The Havard School of Public health notes that “apart from tobacco, there is perhaps no greater harm to the collective health … than obesity.”

Obesity is not a local problem, it’s a global tragedy.

“Taken together, it’s clear that obesity is a global crisis that already touches everyone in one manner or another. Obesity’s health effects are deep and vast and they have a real and lasting impact on communities, on nations, and most importantly, on individuals, today and across future generations,” Havard HSPH.

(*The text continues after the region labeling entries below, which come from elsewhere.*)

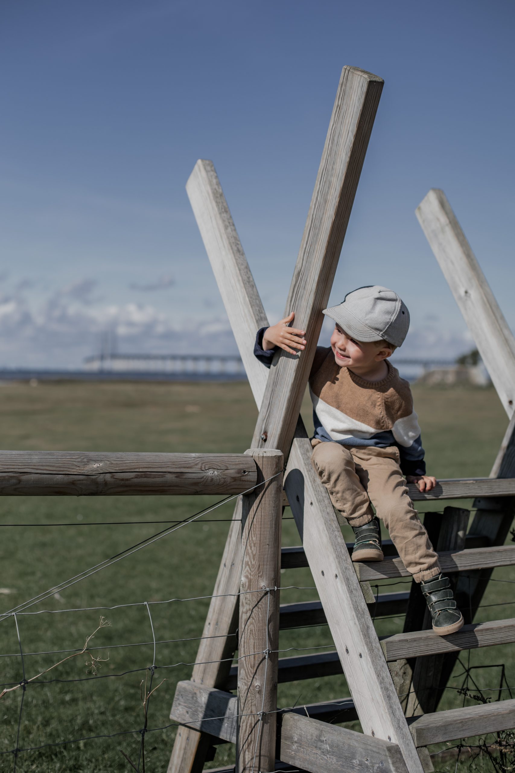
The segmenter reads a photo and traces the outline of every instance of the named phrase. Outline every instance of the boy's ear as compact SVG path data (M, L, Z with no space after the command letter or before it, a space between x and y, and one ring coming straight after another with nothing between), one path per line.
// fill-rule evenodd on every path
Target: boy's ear
M391 357L392 354L393 352L389 346L383 346L382 349L380 349L378 352L375 356L375 359L378 362L381 362L381 359L388 359L388 358Z

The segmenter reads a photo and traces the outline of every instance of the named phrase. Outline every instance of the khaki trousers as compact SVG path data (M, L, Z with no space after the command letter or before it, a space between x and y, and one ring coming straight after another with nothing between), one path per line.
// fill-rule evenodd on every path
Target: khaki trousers
M374 505L413 579L427 582L440 574L438 554L409 499L396 446L319 443L311 461L333 505L351 526L368 523Z

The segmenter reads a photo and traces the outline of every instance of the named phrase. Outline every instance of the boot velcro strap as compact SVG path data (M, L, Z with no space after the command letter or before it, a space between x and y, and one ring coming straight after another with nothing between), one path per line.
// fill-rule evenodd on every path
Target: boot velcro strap
M444 609L456 609L456 602L452 600L452 601L437 601L436 604L432 604L431 605L431 613L433 612L441 612Z
M435 604L435 601L443 601L446 598L454 598L454 595L450 588L448 591L437 591L435 593L428 593L425 594L428 604Z
M356 540L354 543L355 545L361 545L364 542L373 542L374 543L379 544L379 539L377 534L360 534L360 536Z
M441 580L429 580L428 582L422 583L424 588L422 589L422 593L425 595L426 593L432 594L435 591L446 591L448 587L450 587L450 583L449 581L449 577L442 577ZM427 588L427 591L425 590Z

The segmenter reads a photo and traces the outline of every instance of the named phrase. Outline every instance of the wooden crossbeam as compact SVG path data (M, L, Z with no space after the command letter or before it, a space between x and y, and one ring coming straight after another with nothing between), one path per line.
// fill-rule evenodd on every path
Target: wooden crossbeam
M0 496L240 494L256 476L243 454L0 451Z
M347 153L347 165L346 169L344 169L345 179L343 181L345 184L342 186L341 175L335 178L337 189L339 191L337 199L340 196L341 199L340 203L342 204L344 201L347 203L339 208L337 207L336 211L333 209L332 216L337 216L337 220L331 224L329 223L330 218L328 220L326 216L333 206L331 202L334 203L335 201L334 191L337 189L331 189L333 192L330 193L329 198L324 197L324 202L323 203L324 206L329 204L329 208L326 208L321 213L324 215L324 225L321 230L318 229L318 235L321 238L323 237L320 244L325 245L327 254L313 255L311 248L306 250L301 247L300 254L304 256L307 263L303 266L302 264L300 266L297 264L296 279L293 284L293 288L296 287L297 291L302 289L303 291L305 290L308 294L307 306L304 305L302 308L309 312L308 315L313 320L312 327L310 329L307 327L307 329L311 329L312 332L310 345L311 351L307 349L304 352L305 364L302 366L300 375L295 376L288 366L290 376L287 382L285 382L285 389L288 393L286 400L288 404L284 404L284 400L276 396L279 404L282 405L283 411L286 414L293 414L293 421L296 421L300 407L300 404L296 404L298 390L302 389L303 391L307 380L310 364L307 361L307 357L311 356L312 358L314 353L317 335L313 334L316 330L317 324L320 330L320 325L321 325L320 312L329 296L332 275L334 269L336 267L334 255L330 254L330 250L334 250L338 243L340 243L340 247L341 246L339 242L340 237L337 238L336 231L340 230L340 236L343 238L344 226L346 226L345 217L347 217L348 213L350 213L348 204L351 203L351 199L354 198L353 191L355 190L355 184L357 183L356 172L359 172L357 160L361 152L360 143L362 144L365 135L369 133L365 124L370 118L370 111L368 112L363 111L363 121L357 122L357 124L356 123L356 111L357 109L358 111L363 110L364 100L370 107L373 102L374 92L375 92L375 97L378 98L381 87L381 81L375 79L375 77L360 73L354 68L344 68L338 90L339 100L341 99L341 95L345 89L347 87L352 87L356 78L363 79L363 82L361 83L360 88L350 88L349 95L353 95L353 99L347 100L343 105L343 112L347 113L345 120L341 120L341 104L337 106L333 114L334 120L340 123L341 137L344 135L347 135L347 148L355 148L355 152L353 149ZM329 135L332 136L331 127L330 127ZM351 135L353 138L349 141ZM341 138L337 138L339 140ZM356 141L355 145L354 141ZM339 150L337 152L337 156L333 155L333 158L337 162L337 165L338 165L339 170L341 171L341 162L345 156L345 152L342 153L342 148L344 147L344 145L338 145L337 142L337 145ZM331 153L329 153L327 158L330 159L330 158ZM357 176L359 175L357 175ZM208 180L207 182L204 181L202 184L208 185L209 181ZM331 188L330 180L327 180L327 185ZM352 194L351 197L349 196L350 193ZM313 207L312 207L311 215L313 211ZM347 215L345 215L345 212L347 212ZM310 216L308 216L308 220ZM327 233L327 229L324 231L327 224L330 226L330 233ZM333 226L336 228L334 233L331 233ZM220 227L223 229L225 226L222 223L220 224ZM307 240L307 243L308 243L314 244L311 237ZM317 250L320 248L320 244L316 248ZM311 291L311 288L306 288L303 284L306 275L310 274L310 263L313 262L311 258L317 263L319 267L318 271L320 272L320 275L312 277L317 288L314 295ZM231 256L229 256L229 260L232 260ZM216 261L213 261L212 267L216 274L219 268ZM250 272L244 276L239 269L235 271L232 278L233 295L230 298L227 298L225 303L231 307L231 313L233 315L232 324L235 325L235 329L236 329L239 325L239 320L236 318L238 315L241 315L240 321L242 323L246 312L243 304L234 302L234 293L241 291L242 296L248 295L248 292L244 292L246 283L252 281ZM293 291L290 298L293 300L296 298L296 292L297 291ZM296 305L296 310L299 308L300 307ZM318 317L317 323L315 318L317 316ZM245 342L245 347L251 349L253 345L253 339L254 335L252 334L252 338L250 338L249 333L249 340L245 342L244 336L240 336L238 342L239 346L243 346ZM300 361L296 360L291 364L296 366L302 362L303 358L300 358ZM272 373L273 373L275 370L276 368L273 366ZM252 373L249 373L248 375L252 383ZM268 386L266 389L269 389ZM254 384L252 390L255 394L258 393L259 385ZM269 397L273 396L273 390ZM259 399L257 401L259 404ZM269 404L272 405L273 402L274 400L272 400ZM295 408L294 404L296 406ZM292 433L283 420L281 420L281 437L283 441L287 440L286 442L287 446L291 440ZM261 432L261 434L266 439L266 431ZM366 602L345 547L341 531L334 516L329 495L327 491L320 486L318 478L311 465L311 445L301 422L297 422L295 436L290 453L284 483L285 489L297 528L303 538L315 584L327 614L328 608L330 608L328 624L342 661L347 683L353 694L355 693L356 707L364 732L372 737L398 743L410 771L413 771L414 773L422 773L422 767L418 755L400 704L397 700L393 683L374 631ZM268 442L270 445L271 438L268 438ZM274 444L276 444L275 440ZM277 447L280 450L283 450L280 444ZM226 556L225 560L228 559L229 559L229 555ZM230 560L234 564L241 559L239 559L237 554L233 553L230 556ZM335 600L336 604L334 603ZM226 606L229 607L230 604L227 604ZM227 612L225 617L225 619L228 618ZM349 631L352 631L351 637L349 635ZM187 748L188 744L189 751ZM193 748L189 737L187 737L186 741L176 741L176 747L178 747L177 754L174 750L169 766L170 773L191 770L197 764L198 756L196 754L196 751ZM175 759L180 759L180 764L175 764Z
M346 543L349 553L352 553L354 547L354 542ZM477 534L467 534L465 537L465 545L467 548L487 547L490 545L490 540L485 536L479 536ZM383 540L382 550L385 557L397 556L397 549L391 540ZM302 569L309 567L307 558L302 545L296 545L293 547L283 547L281 550L281 569Z
M362 771L406 773L407 768L397 744L313 718L314 714L326 719L332 716L337 721L348 720L355 717L352 701L332 701L318 707L318 711L316 707L310 706L299 707L296 711L286 709L278 713L281 761L313 773L320 771L321 759L324 770L327 773L339 773L342 769L356 773ZM301 711L310 716L302 717ZM238 699L230 693L202 687L192 682L179 682L171 716L177 722L200 727L204 733L233 744L236 742ZM325 744L317 742L320 735L325 737Z
M510 417L515 339L443 191L432 188L416 216ZM507 352L510 356L507 359Z
M387 660L459 652L462 649L477 649L513 642L515 642L514 618L472 623L448 636L439 636L434 631L427 630L381 637L381 645Z
M496 458L490 478L497 481L515 475L515 340L485 276L474 257L444 192L432 189L416 210L435 257L449 283L455 301L470 330L503 406L511 417ZM515 513L515 498L495 502L478 498L470 532L493 546L503 545ZM469 598L463 609L466 621L472 622L491 575L491 569L467 573L459 578L456 593ZM467 620L468 618L468 620ZM445 687L456 655L445 656L440 688ZM435 691L437 696L443 690ZM438 700L437 697L437 700Z
M478 547L470 550L444 551L439 555L442 571L466 572L474 569L493 567L513 567L515 564L515 547ZM385 558L377 564L356 564L356 573L361 581L373 582L393 577L411 577L400 558Z
M417 746L496 733L515 727L515 700L449 709L408 721Z
M306 331L307 345L300 357L276 353L255 448L290 450L382 88L376 75L342 70L286 305L286 315L295 312L295 326Z

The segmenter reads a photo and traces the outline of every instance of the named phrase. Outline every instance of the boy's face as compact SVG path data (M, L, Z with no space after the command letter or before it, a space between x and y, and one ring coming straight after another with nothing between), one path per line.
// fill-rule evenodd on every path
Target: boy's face
M378 346L374 341L363 342L350 338L337 324L330 337L330 348L337 365L351 369L372 367L391 354L388 347Z

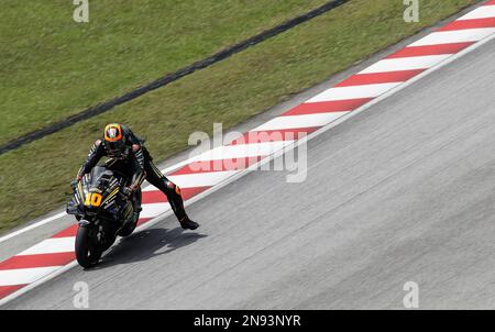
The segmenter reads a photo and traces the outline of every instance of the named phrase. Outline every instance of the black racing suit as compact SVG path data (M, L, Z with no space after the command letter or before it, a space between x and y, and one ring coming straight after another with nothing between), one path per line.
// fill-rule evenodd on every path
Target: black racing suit
M146 179L158 188L168 199L168 202L179 222L187 220L180 189L169 181L153 164L153 158L144 146L144 141L136 136L128 126L121 125L122 135L125 137L125 148L119 156L112 156L106 147L105 140L98 140L89 151L88 158L79 169L78 175L84 176L95 167L101 157L109 159L106 166L127 174L132 179L132 185L141 186Z

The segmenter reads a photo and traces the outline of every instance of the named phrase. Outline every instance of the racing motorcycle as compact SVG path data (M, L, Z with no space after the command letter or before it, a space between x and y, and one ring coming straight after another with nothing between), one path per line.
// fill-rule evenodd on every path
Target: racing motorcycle
M132 234L138 225L135 201L141 202L141 189L127 190L130 179L105 166L96 166L80 181L73 181L73 198L67 202L67 214L79 223L76 235L76 258L85 268L98 264L102 253L117 236ZM134 213L135 212L135 213Z

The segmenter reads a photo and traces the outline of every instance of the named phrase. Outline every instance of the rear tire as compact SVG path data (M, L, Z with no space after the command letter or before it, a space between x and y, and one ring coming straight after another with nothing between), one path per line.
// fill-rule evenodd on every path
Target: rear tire
M89 268L98 264L101 257L101 248L91 236L92 228L81 228L77 230L76 235L76 259L84 268Z

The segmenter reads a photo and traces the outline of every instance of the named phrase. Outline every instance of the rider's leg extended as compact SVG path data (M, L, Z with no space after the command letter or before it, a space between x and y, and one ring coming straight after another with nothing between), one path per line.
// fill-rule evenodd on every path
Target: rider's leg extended
M183 229L197 229L199 224L190 220L184 209L184 200L180 195L180 188L168 180L153 164L153 162L147 158L145 158L144 162L144 170L146 171L146 180L158 188L167 197L168 203L170 204L172 210L180 222Z

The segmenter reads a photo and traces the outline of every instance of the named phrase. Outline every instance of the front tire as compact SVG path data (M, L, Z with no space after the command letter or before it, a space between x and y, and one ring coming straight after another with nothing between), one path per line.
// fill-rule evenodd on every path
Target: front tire
M97 244L97 239L92 236L92 228L79 226L76 235L76 259L84 268L89 268L98 264L101 257L101 248Z

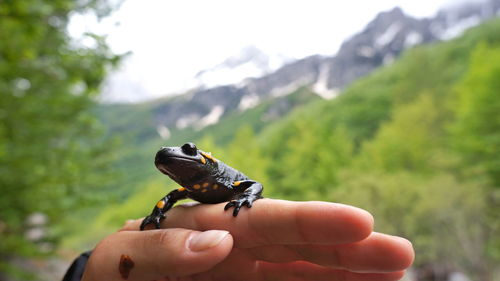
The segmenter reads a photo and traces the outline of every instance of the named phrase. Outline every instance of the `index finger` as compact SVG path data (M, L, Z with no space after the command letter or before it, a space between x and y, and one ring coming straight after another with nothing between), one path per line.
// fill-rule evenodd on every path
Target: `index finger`
M373 217L362 209L327 202L261 199L237 217L224 204L180 205L169 212L162 228L198 231L227 230L235 246L250 248L273 244L345 244L363 240L373 229ZM124 230L138 230L140 220Z

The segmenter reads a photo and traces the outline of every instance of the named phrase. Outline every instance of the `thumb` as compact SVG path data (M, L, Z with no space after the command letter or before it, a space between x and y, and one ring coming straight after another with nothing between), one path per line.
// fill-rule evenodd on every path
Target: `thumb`
M120 231L90 256L82 280L155 280L201 273L224 260L233 238L224 230Z

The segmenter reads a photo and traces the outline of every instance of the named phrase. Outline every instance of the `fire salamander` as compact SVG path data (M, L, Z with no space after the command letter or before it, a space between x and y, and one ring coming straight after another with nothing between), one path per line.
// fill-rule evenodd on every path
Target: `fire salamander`
M141 223L160 228L165 213L178 201L186 198L205 204L227 202L224 210L234 207L237 216L242 206L252 207L262 198L263 186L238 170L199 150L193 143L181 147L162 147L155 157L155 166L163 174L181 185L160 199L149 216Z

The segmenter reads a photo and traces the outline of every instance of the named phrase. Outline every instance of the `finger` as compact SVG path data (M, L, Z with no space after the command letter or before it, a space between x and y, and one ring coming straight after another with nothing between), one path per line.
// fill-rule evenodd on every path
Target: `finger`
M318 265L355 272L393 272L408 268L415 257L411 243L400 237L372 233L356 243L342 245L272 245L247 249L257 260Z
M138 229L139 224L127 229ZM261 199L236 218L223 205L173 208L162 227L195 230L225 229L237 247L270 244L343 244L360 241L372 231L370 213L343 204Z
M396 281L404 271L389 273L356 273L331 269L304 261L293 263L259 263L262 280L274 281Z
M121 231L94 249L83 280L155 280L209 270L230 253L227 231Z

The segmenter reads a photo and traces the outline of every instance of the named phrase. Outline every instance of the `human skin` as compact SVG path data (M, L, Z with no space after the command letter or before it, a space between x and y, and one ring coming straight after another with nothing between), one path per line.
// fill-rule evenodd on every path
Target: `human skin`
M411 243L373 232L370 213L348 205L261 199L237 217L224 204L180 205L162 229L129 221L94 249L84 281L389 281L414 259Z

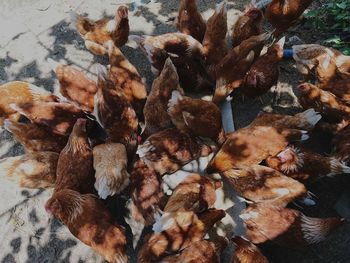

Obesity is dangerous but it can be actively prevented by making lifestyle and dietary changes. Stanford Health Care provides essential tips on preventing obesity in adults:

  • Eat five to six servings of fruits and vegetables daily. A vegetable serving is one cup of raw vegetables or one-half cup of cooked vegetables or vegetable juice. A fruit serving is one piece of small to medium fresh fruit, one-half cup of canned or fresh fruit or fruit juice, or one-fourth cup of dried fruit.
  • Choose whole grain foods such as brown rice and whole wheat bread. Avoid highly processed foods made with refined white sugar, flour and saturated fat.
  • Weigh and measure food to gain an understanding of portion sizes. For example, a three-ounce serving of meat is the size of a deck of cards. Avoid super-sized menu items particularly at fast-food restaurants. You can achieve a lot just with proper choices in serving sizes.
  • Balance the food “checkbook.” Eating more calories than you burn for energy will lead to weight gain.
  • Weigh yourself regularly.
  • Avoid foods that are high in “energy density” or that have a lot of calories in a small amount of food. For example, a large cheeseburger and a large order of fries may have almost 1,000 calories and 30 or more grams of fat. By ordering a grilled chicken sandwich or a plain hamburger and a small salad with low-fat dressing, you can avoid hundreds of calories and eliminate much of the fat intake. For dessert, have fruit or a piece of angel food cake rather than the “death by chocolate” special or three pieces of home-made pie.
  • Crack a sweat: accumulate at least 30 minutes or more of moderate-intensity activity on most, or preferably, all days of the week. Examples include walking a 15-minute mile, or weeding and hoeing the garden.
  • Make opportunities during the day for even just 10 or 15 minutes of some calorie-burning activity, such as walking around the block or up and down a few flights of stairs at work. Again, every little bit helps.

As much as we must respect people’s life choices, we must also help each other make those choices wisely.